Jon Cruddas and Stella Creasey are reported by the Guardian this morning to be saying that:
The old model of politics where progress depended upon centralising the capacity to act — whether in the market or by top down state intervention — no longer works,
They appear to be echoing sentiment in the Guardian by left of centre think tanks that said Labour must embrace:
Devolution of state institutions, by giving away power and resources to our nations, regions, cities, localities and, where possible, directly to the people.
In my opinion both views are wrong. Bluntly, most people do not want power: politicians might want power (and why is often questionable) but ordinary people want to get on with their lives safe in the knowledge that other bits will work. And what is more, that is how things must be if we are to have an efficient economy. The efficiency of the division of labour demands it. So people don't want to run schools in their spare time; they want them to be run well. The same is true of most services.
More importantly, I do not think people want to hear from politicians who want to run way from responsibility. They want to hear how politicians will use the power they are entrusted with. And they definitely do not want to hear this from the left: they've had enough of the cowardly politicians of the right who seek power merely for private gain.
Instinctively I do not think people trust this decentralisation agenda. They are right not to do so. There are two reasons. The first is pragmatic. Like it or not decision making has to be near to the location of the power to tax. In the UK this is centralised, and is likely to remain so. Indeed, if a progressive and redistributive tax system is to be retained it has to be so.
Second, there is a distrust of localism. This may work for wealthy areas but the UK's regions would suffer as a result. The people of the UK want consistently high standards of services, not local control of variable poorer ones.
So, you can call me a statist centralist if you like (and I really don't care if that is what is required to deliver the services we need for the propsering society I think most people want) but I suggest Labour should steer very well clear of all such ideas, and the rather dangerous notions of diversity in services, with poorer standards for lower income area that they inevitably embrace.

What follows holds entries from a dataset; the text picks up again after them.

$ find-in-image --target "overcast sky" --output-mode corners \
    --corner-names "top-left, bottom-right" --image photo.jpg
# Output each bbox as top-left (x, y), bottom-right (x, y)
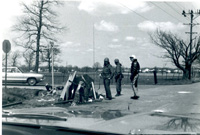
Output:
top-left (1, 0), bottom-right (200, 68)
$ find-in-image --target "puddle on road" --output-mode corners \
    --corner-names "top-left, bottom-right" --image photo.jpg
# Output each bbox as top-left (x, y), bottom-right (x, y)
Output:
top-left (51, 110), bottom-right (126, 120)
top-left (153, 109), bottom-right (165, 113)
top-left (161, 117), bottom-right (200, 132)
top-left (151, 113), bottom-right (200, 132)
top-left (178, 91), bottom-right (192, 94)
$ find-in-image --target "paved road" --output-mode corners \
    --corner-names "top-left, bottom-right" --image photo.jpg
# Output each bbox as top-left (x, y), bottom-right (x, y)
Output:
top-left (81, 83), bottom-right (200, 115)
top-left (87, 82), bottom-right (200, 134)
top-left (3, 82), bottom-right (200, 134)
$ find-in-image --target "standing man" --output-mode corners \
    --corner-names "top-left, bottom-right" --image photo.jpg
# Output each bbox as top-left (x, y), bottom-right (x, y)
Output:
top-left (130, 55), bottom-right (140, 99)
top-left (100, 57), bottom-right (113, 100)
top-left (114, 59), bottom-right (123, 96)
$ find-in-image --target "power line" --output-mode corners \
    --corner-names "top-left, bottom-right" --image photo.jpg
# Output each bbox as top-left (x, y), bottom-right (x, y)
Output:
top-left (117, 2), bottom-right (164, 29)
top-left (166, 2), bottom-right (193, 22)
top-left (117, 2), bottom-right (149, 21)
top-left (150, 2), bottom-right (182, 22)
top-left (164, 2), bottom-right (181, 16)
top-left (177, 2), bottom-right (198, 23)
top-left (117, 1), bottom-right (200, 32)
top-left (174, 2), bottom-right (184, 11)
top-left (164, 2), bottom-right (191, 22)
top-left (174, 2), bottom-right (190, 21)
top-left (117, 1), bottom-right (186, 30)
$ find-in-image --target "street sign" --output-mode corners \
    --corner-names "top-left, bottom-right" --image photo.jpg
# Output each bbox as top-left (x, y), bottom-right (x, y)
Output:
top-left (2, 40), bottom-right (11, 91)
top-left (3, 40), bottom-right (11, 53)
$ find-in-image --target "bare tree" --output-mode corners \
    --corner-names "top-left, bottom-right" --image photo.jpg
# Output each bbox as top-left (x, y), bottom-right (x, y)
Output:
top-left (41, 44), bottom-right (61, 72)
top-left (3, 50), bottom-right (21, 67)
top-left (23, 50), bottom-right (35, 71)
top-left (93, 62), bottom-right (102, 71)
top-left (10, 51), bottom-right (21, 67)
top-left (150, 29), bottom-right (200, 79)
top-left (13, 0), bottom-right (65, 72)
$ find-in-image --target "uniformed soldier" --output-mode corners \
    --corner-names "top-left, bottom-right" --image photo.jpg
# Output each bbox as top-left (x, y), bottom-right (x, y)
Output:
top-left (130, 55), bottom-right (140, 99)
top-left (100, 57), bottom-right (113, 100)
top-left (114, 59), bottom-right (123, 96)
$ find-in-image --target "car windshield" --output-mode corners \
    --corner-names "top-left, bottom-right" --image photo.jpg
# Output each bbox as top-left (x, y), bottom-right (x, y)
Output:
top-left (2, 0), bottom-right (200, 135)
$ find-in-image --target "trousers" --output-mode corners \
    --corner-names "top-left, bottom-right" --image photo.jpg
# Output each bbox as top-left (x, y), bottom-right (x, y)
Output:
top-left (103, 79), bottom-right (112, 99)
top-left (131, 74), bottom-right (139, 96)
top-left (116, 78), bottom-right (122, 94)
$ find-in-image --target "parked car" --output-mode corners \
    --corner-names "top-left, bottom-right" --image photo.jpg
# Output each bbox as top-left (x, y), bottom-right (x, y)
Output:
top-left (142, 68), bottom-right (150, 73)
top-left (2, 67), bottom-right (44, 86)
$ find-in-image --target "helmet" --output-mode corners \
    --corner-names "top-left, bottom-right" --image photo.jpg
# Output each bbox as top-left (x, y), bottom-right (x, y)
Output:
top-left (114, 59), bottom-right (119, 63)
top-left (130, 55), bottom-right (136, 59)
top-left (104, 57), bottom-right (109, 62)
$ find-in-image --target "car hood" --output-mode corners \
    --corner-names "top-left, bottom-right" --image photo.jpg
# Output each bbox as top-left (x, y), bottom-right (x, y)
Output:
top-left (2, 107), bottom-right (200, 134)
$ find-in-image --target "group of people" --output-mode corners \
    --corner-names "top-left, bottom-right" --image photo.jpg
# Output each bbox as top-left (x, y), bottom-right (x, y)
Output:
top-left (100, 55), bottom-right (140, 100)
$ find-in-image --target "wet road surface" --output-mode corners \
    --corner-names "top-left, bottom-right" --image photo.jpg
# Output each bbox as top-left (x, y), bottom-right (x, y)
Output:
top-left (3, 82), bottom-right (200, 134)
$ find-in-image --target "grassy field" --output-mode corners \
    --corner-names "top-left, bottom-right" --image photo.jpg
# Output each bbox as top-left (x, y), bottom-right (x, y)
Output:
top-left (2, 88), bottom-right (42, 105)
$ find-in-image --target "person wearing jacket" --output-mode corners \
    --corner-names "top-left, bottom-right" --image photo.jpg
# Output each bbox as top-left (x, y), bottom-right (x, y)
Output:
top-left (114, 59), bottom-right (123, 96)
top-left (130, 55), bottom-right (140, 99)
top-left (100, 57), bottom-right (113, 100)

It should, instead, I think, propose a Courageous State. I do, of course, unashamedly refer to my book of the same name, but for good reason. In that book I refereed to the concept of the cowardly politician. On the right these are the politicians who want power to enrich a few by transferring control of public services to the private sector. People have no desire to see this replicated on the left, although I am not in any way suggesting those on the left proposing localism gave the base motives of the cowardly politicians of the right.
However, like it or not, that localism will result in poorer services, unacceptable variation in supply, and poorer areas getting lower quality services than wealthier ones. And that's the last thing the left should be suggesting.
Labour does have to be bold. But it's big idea can't be having power to give it away. That's what all the neoliberal paties have to offer. If the left is to be relevant it has to take power to achieve the unambiguous goal of redistributing income and wealth in society to address povety; to provide the social safety net all in society need wherever they are; to provide the essential public services all require such ax dedication, health, transport, care services, las and order and more besides; and to direct the investment, nationwide, that will deliver sustainable growth.
That is what people want to hear from the left.
And they would vote for people who believe in such things.
They won't vote for people who want yo devolved power to local authorities.
Labour has to get the central narrative right, and the state is at he heart of it. There is no other option for the left.